A challenge in Chatham County, Georgia, is among the silliest. The campaign alleged that a poll watcher saw 53 ballots separated out from a bin of other ballots and so that must have meant that they weren't delivered on time to be counted by 7 PM Tuesday. But asked if he had any evidence—at all—that they weren't delivered on time, he said he didn't know. The campaign put up another poll watcher who said he had "questions" about the chain of custody of those 53 ballots. Did he have any evidence they arrived late? Nope. An elections official then testified that those 53 ballots "were, in fact, received by GA's Election Day deadline, saying they were handled separately because they didn't show up on a manifest of absentee voters so they had to be checked." And the case was dismissed after having wasted a lot of people's time, including an election official in a state that right now has both a presidential and Senate race down to the wire.
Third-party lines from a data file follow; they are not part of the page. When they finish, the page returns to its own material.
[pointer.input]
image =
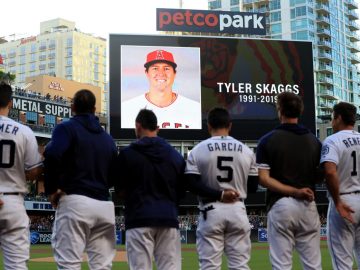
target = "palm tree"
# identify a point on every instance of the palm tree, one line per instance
(7, 77)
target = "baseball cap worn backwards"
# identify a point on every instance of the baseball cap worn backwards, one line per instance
(160, 56)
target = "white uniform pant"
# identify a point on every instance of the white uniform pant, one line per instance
(293, 224)
(226, 229)
(83, 224)
(162, 243)
(14, 233)
(343, 237)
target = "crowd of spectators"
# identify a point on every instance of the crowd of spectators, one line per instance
(41, 223)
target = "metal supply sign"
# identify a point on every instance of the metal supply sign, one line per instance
(189, 20)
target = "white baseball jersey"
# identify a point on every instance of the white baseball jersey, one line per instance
(18, 152)
(343, 149)
(183, 113)
(223, 162)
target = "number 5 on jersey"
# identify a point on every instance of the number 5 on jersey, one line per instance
(221, 165)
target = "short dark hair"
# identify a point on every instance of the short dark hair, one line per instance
(147, 67)
(84, 101)
(5, 94)
(347, 112)
(290, 105)
(219, 118)
(147, 119)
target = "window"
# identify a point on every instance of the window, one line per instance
(275, 28)
(33, 48)
(69, 42)
(275, 4)
(275, 16)
(298, 12)
(298, 24)
(68, 70)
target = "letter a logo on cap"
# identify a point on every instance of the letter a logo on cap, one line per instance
(159, 55)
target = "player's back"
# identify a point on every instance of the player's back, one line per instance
(15, 140)
(343, 148)
(224, 162)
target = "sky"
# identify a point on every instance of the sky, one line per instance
(91, 16)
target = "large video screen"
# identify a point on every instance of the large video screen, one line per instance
(181, 78)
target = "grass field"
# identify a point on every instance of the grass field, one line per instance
(259, 258)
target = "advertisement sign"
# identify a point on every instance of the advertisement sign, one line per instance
(262, 235)
(242, 75)
(40, 237)
(210, 21)
(41, 107)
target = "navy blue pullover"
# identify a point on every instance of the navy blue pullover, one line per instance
(293, 154)
(79, 158)
(151, 176)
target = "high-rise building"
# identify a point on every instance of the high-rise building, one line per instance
(59, 50)
(332, 27)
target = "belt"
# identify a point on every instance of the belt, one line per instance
(353, 192)
(206, 201)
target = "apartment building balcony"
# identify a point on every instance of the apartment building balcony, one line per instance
(351, 4)
(321, 8)
(329, 94)
(323, 32)
(324, 44)
(322, 20)
(324, 55)
(354, 37)
(325, 80)
(355, 48)
(250, 2)
(325, 69)
(353, 26)
(355, 59)
(352, 15)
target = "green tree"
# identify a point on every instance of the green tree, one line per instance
(7, 77)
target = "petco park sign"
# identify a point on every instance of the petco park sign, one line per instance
(188, 20)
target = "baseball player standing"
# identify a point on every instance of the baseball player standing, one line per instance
(341, 159)
(78, 164)
(288, 159)
(151, 172)
(222, 162)
(19, 160)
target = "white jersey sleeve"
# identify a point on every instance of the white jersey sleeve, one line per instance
(20, 152)
(343, 149)
(32, 158)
They've got another one in Pennsylvania, apart from the suit they've filed with the U.S. Supreme Court, that's just a nuisance suit to gum up the works. They wanted their observers to have "closer observation" in Philadelphia's canvassing center than the 6 feet ordered by the Commonwealth Court of Pennsylvania. They appealed that 6 feet of distancing but were denied. They can't try to infect the vote counters by standing closer than 6 feet to them. They have a second request at the Commonwealth Court asking "officials to segregate/preserve ballots that were already canvassed so they could check to make sure they complied with election law." The court didn't address that in its order. As Mark Sumner noted, the campaign made the most of that order so that their observers can continue to observe. From 6 feet away. As if that was ... something.
The campaign is also filing a federal suit in Nevada to stop the counting, alleging voter irregularities including dead voters and non-residents. Pressed by local reporters and by NBC's Jacob Soboroff for any evidence at all of thousands of fraudulent ballots being cast in Nevada, former Director of National Intelligence Ric Grenell, who was acting as a Trump surrogate, refused to answer. They say they'll show their evidence later in the day, when they formally file. So right now you can imagine a whole bunch of Nevada Republicans desperately trying to manufacture "evidence."
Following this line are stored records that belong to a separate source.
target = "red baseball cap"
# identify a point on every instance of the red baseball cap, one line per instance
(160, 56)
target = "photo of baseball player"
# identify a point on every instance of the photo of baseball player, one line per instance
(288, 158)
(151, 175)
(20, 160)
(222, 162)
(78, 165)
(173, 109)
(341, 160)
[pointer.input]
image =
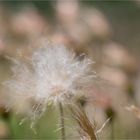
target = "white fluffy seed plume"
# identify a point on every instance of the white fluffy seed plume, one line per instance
(53, 74)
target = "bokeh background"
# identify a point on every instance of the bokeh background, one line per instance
(107, 31)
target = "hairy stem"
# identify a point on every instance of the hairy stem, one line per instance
(62, 122)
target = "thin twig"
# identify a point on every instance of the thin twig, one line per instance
(62, 122)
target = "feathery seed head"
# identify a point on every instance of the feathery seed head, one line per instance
(53, 74)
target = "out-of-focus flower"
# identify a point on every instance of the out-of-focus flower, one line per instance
(135, 110)
(28, 22)
(116, 55)
(67, 11)
(52, 75)
(97, 23)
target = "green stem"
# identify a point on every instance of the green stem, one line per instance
(62, 122)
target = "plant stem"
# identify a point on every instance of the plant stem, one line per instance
(62, 122)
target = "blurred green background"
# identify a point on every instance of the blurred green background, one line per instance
(107, 31)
The Trump campaign has been threatening to try to halt vote counting in Michigan, to initiate a recount in Wisconsin, and even more challenges in Pennsylvania where as of Wednesday there were something like six Republican suits. As of now, there's not a single case that has merit or that should be taken seriously coming from Trump. That is something that the U.S. Supreme Court should think about seriously if they’re really considering coming to his rescue. He's basically being laughed out of every lower court he goes to.
Meanwhile, the Biden campaign is taking it all in stride. "We're winning the election, we've won the election, and we're going to defend that election," Bob Bauer, one of the Biden campaign's top attorneys, told reporters Wednesday. "So we don't have to do anything but protect the rights of voters and to stand up for the democratic process."